## Section: New Results

### Proof and type theory modulo rewriting

Ali Assaf defined a sound and complete embedding of the cumulative universe
hierarchy of the *calculus of inductive constructions* (CIC) in the
$\lambda \Pi $-calculus modulo rewriting [18] .
By reformulating universes in the Tarski style, he showed that we can make
cumulativity explicit without losing any typing power. This result
refines the translation used by Coqine, which was unsound because it
collapsed the universe hierarchy to a single type universe. It also sheds
some light on the metatheory of Coq and its connection to Martin-Löf’s
intuitionistic type theory. This work was presented at the TYPES meeting
in Paris.

Frédéric Gilbert and Olivier Hermant defined new encodings from classical
to intuitionistic first-order logic. These encodings, based on the
introduction of double negations in formulas, are tuned to satisfy two purposes jointly:
basing their specifications on the definition of *classical connectives*
inside intuitionistic logic – which is the property of *morphisms*,
and reducing their impact on the shape and size of formulas,
by limiting as much as possible the number of negations
introduced. This paper has been submitted.

Raphael Cauderlier and Catherine Dubois defined a shallow embedding of an object calculus (formalized by Abadi and Cardelli), in the $\lambda \Pi $-calculus modulo rewriting . The main result concerns the encoding of subtyping. This encoding shows that rewriting is an effective help for handling of subtyping proofs. The implementation in Dedukti, Sigmaid . This work has been presented at the TYPES 2014 meeting in Paris. A paper has been submitted.

Ali Assaf, Olivier Hermant and Ronan Saillard defined a rewrite system such that all strongly normalizable proof term can be typed in Natural Deduction modulo this rewrite system. This work is inspired by Statman's work [49] , and can be understood as an encoding of intersection types.

Guillaume Burel showed how to get rewriting systems that admit cut
by using standard saturation techniques from automated theorem
proving, namely ordered resolution with selection, and
superposition. This work relies on a view of proposition rewriting
rules as oriented clauses, like term rewriting rules can be seen as
oriented equations. This also lead to introduce an extension of
deduction modulo with *conditional* term rewriting rules. This
work was presented at the RTA-TLCA conference in
Vienna [15] .

Gilles Dowek, has generalized the notion of super-consistency to the lambda-Pi-calculus modulo theory and proved this way the termination of the embedding of various formulations of Simple Type Theory and of the Calculus of Constructions in the Lambda-Pi calculs modulo theory.

Gilles Dowek and Alejandro Díaz-Caro have finished their work on the extension of Simply Typed Lambda-Calculus with Type Isomorphisms. This work has been presented at the Types meeting and recently accepted for publication in the Theoretical Computer Science journal [26] .

Gilles Dowek and Ying Jiang have given a new proof of the decidability of reachability in alternating pushdown systems, based on a cut-elimination theorem.

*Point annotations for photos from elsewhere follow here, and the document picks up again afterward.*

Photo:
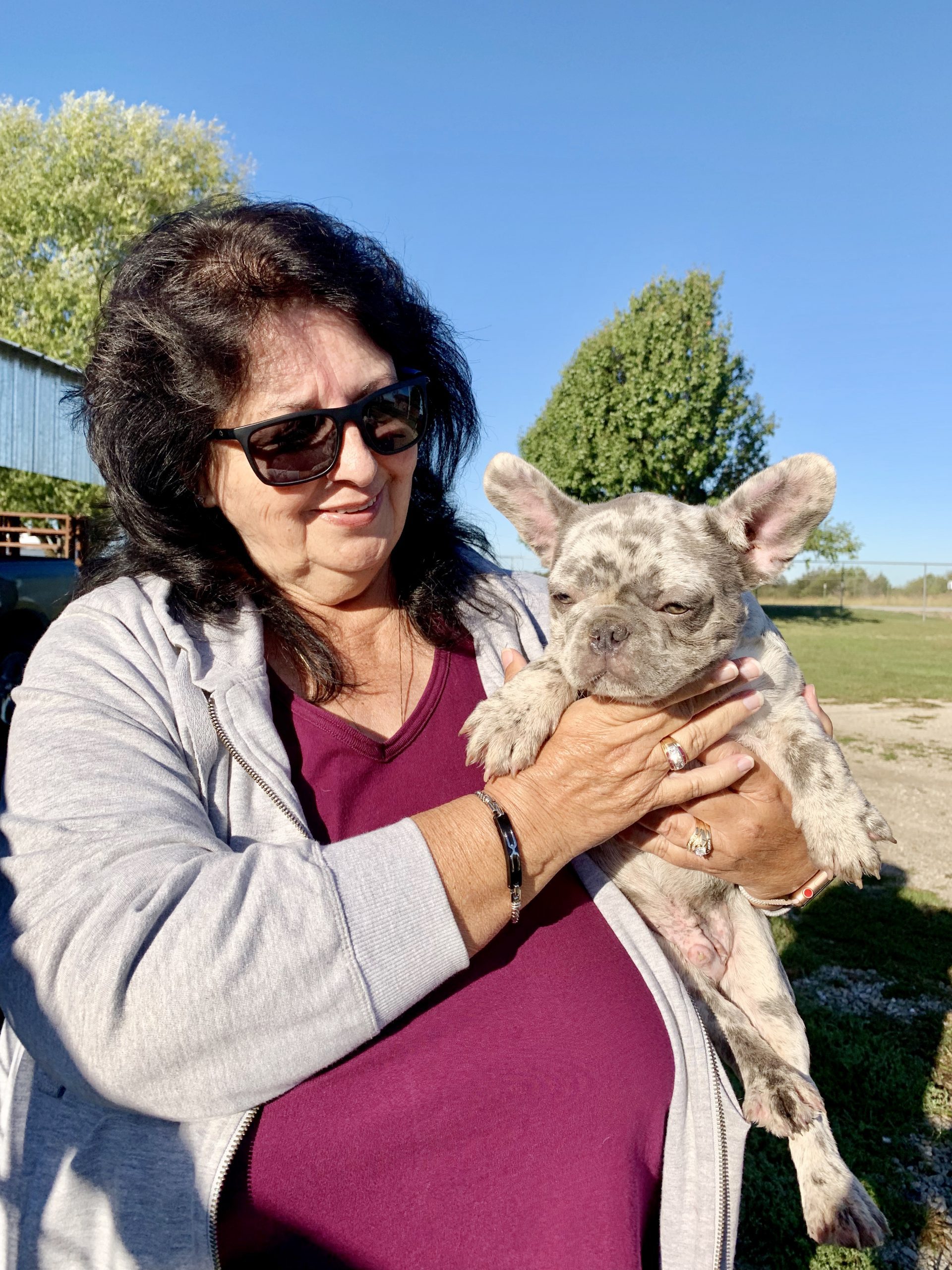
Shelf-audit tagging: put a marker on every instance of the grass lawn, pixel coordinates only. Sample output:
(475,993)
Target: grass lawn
(871,974)
(861,656)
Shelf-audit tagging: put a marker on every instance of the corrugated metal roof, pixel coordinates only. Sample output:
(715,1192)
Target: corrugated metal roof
(36,427)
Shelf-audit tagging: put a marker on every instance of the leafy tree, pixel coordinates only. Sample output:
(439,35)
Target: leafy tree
(32,492)
(654,400)
(833,540)
(74,189)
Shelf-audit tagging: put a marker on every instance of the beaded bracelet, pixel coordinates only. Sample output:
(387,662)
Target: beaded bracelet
(511,845)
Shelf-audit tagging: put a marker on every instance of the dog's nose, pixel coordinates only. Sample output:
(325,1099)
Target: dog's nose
(608,636)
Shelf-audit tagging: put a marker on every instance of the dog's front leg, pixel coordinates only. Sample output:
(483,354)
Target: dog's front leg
(508,729)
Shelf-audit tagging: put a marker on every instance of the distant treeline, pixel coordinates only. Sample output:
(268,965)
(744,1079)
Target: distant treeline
(857,583)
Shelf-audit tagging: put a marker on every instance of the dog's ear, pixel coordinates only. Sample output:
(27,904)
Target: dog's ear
(529,500)
(771,516)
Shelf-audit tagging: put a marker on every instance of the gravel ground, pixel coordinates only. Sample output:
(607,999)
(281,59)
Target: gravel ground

Vaston Costa presented to the group a new structure to represent proofs through references rather than copy. The structure, called Mimp-graph, was initially developed for minimal propositional logic but the results have been extended to first-order logic. Mimp-graph preserves the ability to represent any Natural Deduction proof and its minimal formula representation is a key feature of the mimp-graph structure, it is easy to distinguish maximal formulas and an upper bound in the length of the reduction sequence to obtain a normal proof. Thus a normalization theorem can be proved by counting the number of maximal formulas in the original derivation. The strong normalization follow as a direct consequence of such normalization, since that any reduction decreases the corresponding measures of derivation complexity. Sharing for inference rules is performed during the process of construction of the graph. This feature is very important, since we intend to use this graph in automatic theorem provers.